“Are you watching closely?” So beckons a disembodied voice from the darkened screen at the start of Christopher Nolan’s The Prestige (2006), a movie about the destructive rivalry between two rival illusionists in turn-of-the-20th-century London. But those same words could serve as an invocation to any of Nolan’s nine feature films–or, for that matter, any serious discussion of his career. For Nolan is the great practical magician of modern movies–a master of misdirection who always seems to be carefully, methodically telling us exactly what he’s doing, only to blindside us with his astonishing narrative reveals and reversals. Watch Nolan with your most concentrated gaze, and somehow he still manages to pull the rug out from under you. Or, he leaves the rug in place but pulls out the room instead.
Nolan is that rarest of Hollywood specimen: a brilliant technician whose technical skill is rivaled only by his storytelling acumen, and who manages to make some of the biggest movies around (in terms of both scale and popularity) without compromising any of the heady themes that have always driven him. So his three Batman movies feel every bit as personal and expansive in their vision as Coppola’s Godfather trilogy–“comic book” movies in terms of source material, but transformed by Nolan into darkly resonant studies of a society wracked by ideological extremism, class inequality, and moral weakness. And in Christian Bale’s existentially conflicted Bruce Wayne/Batman, Nolan found the ideal avatar for his fascination with the malleability of identity–an all-too-human caped crusader who is not always sure whether he is the hero or the villain of his own story.

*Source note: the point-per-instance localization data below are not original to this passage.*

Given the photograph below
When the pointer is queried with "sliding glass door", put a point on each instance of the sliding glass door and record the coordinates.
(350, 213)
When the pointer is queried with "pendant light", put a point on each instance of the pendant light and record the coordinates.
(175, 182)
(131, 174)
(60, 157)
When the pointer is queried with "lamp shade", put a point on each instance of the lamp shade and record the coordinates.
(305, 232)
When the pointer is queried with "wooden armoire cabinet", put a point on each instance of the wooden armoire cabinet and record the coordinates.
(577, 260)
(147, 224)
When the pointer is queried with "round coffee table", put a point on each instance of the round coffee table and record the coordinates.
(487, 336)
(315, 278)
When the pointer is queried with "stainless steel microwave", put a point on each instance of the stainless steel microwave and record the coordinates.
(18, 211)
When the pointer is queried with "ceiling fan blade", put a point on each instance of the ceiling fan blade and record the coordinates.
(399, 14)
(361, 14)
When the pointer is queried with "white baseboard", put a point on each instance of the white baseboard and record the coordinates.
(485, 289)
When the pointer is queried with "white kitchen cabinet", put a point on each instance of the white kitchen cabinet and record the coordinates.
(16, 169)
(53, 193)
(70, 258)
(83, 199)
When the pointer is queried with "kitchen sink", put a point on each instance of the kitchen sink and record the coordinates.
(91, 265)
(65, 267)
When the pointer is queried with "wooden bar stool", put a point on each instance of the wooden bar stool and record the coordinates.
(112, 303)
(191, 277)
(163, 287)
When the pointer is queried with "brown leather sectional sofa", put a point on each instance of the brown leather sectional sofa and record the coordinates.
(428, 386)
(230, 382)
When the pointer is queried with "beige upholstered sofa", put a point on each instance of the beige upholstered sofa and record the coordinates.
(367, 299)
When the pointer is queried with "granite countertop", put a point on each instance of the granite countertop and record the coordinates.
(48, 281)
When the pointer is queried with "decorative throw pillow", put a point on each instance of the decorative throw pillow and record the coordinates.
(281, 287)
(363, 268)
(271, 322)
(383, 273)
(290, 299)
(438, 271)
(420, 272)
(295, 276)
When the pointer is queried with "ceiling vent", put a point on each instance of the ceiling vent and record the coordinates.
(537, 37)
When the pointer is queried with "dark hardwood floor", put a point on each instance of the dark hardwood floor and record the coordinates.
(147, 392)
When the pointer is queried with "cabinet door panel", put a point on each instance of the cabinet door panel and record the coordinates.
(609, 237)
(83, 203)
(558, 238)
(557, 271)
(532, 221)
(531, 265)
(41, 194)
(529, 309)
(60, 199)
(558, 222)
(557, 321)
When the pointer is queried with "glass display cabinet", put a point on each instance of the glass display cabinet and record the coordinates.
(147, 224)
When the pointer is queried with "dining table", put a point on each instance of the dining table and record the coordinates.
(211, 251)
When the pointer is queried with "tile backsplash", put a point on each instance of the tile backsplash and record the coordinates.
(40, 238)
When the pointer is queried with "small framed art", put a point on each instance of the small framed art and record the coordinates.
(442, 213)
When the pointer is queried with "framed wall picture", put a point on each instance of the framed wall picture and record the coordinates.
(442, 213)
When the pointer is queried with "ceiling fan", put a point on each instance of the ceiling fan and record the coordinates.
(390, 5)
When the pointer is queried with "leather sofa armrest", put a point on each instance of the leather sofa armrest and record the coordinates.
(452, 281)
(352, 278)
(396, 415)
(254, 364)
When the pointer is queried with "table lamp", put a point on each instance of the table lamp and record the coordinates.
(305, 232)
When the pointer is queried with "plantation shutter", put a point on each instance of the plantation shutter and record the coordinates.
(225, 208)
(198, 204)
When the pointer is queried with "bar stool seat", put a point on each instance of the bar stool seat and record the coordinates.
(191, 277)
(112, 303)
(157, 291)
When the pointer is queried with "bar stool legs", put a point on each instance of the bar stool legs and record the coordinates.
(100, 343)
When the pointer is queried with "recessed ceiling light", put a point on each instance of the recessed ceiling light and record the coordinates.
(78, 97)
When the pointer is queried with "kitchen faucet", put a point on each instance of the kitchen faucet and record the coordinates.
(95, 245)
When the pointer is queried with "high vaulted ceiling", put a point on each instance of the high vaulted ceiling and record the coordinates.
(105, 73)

There is a strong duality in Nolan himself, who grew up between England and America but opted for a reserved British persona (and accent), where his brother (and frequent collaborator) Jonathan went the more American route. Today, he makes billion-dollar blockbusters as if they were artisanal handcrafts, working with a close-knit creative team (including his producer and wife, Emma Thomas) and a stock company of actors (Bale, Michael Caine, Marion Cotillard, Tom Hardy, Ken Watanabe). And as technology has made it possible to “virtually” create anything a filmmaker might imagine, Nolan has, with magnificent stubbornness, insisted on doing things the old-fashioned way, favoring practical special effects over digital ones, and shooting his films on honest-to-goodness celluloid–that great, endangered format that counts Nolan among its most vociferous defenders.
Although it was little seen at the time, Nolan’s 1998 debut, Following, now seems a particularly instructive primer for the career to come. Poor of budget, but rich in ideas, it lays out all of Nolan’s recurring preoccupations for the sampling: the plasticity of time (the movie is told in four tenses, circumscribed by a fifth); the literal and figurative wearing of masks; a dangerous woman; an unreliable narrator. The principal antagonist is even called Cobb, the same name Nolan would later give to the Leonardo Di Caprio character in Inception (2010), and he is, like that later Cobb, a kind of cat burglar–albeit one who robs people’s apartments instead of their minds. In the most uncanny example of art anticipating art, a Batman logo can be seen fleetingly on another character’s apartment door. As if to prove that the movie’s artistry was independent of its narrative gamesmanship, Nolan later recut Following in chronological order as a DVD bonus, and it was every bit as stunning to behold.

It has sometimes been said that Nolan’s films are chilly and austere, too interested in the head and not enough in the heart. What’s true is that Nolan assiduously avoids the cheap, reassuring sentiments about human goodness that are most Hollywood movies’ stock-in-trade. But the passions in his films are as grand as the illusions, sometimes even grander. Like one of his idols, Michael Mann, he is steeped in the influence of Hollywood’s iconic film noirs, with their shadowy urban nightscapes and flinty men of action following their obsessions towards a self-destructive vanishing point. In Memento (2000), which earned Nolan the first of his three Oscar nominations, our amnesiac detective hero relentlessly forages for the identity of his wife’s killer, only to gradually realize the biggest clue is staring back at him in the mirror. In Inception–an enormous “event” movie set almost entirely inside the human subconscious–the mere memory of another deceased spouse is enough to turn entire worlds upside down and shake buildings to their very foundations; what better depiction of amour fou have movies given us? And in the recent Interstellar (2014), a movie Nolan made for his own children, he movingly suggests that the bond between a father and a daughter is as powerful a universal force as time and space themselves.
All of which brings us back to The Prestige, which strikes this critic as Nolan’s most personal–and perhaps greatest–film to date. It is, like so much of the director’s work, a marvel of scrambled chronology, with a narrative that runs along two parallel tracks, filtered through the diary entries of two authors intentionally trying to throw each other (and us) off course. But underneath all its impressive trickery lies a startling portrait of brotherhood, showmanship and devotion to one’s art at any cost. Magic is unmistakably a metaphor for filmmaking here. Watch closely, and you may just catch a glimpse of the real Christopher Nolan in its elaborate hall of mirrors.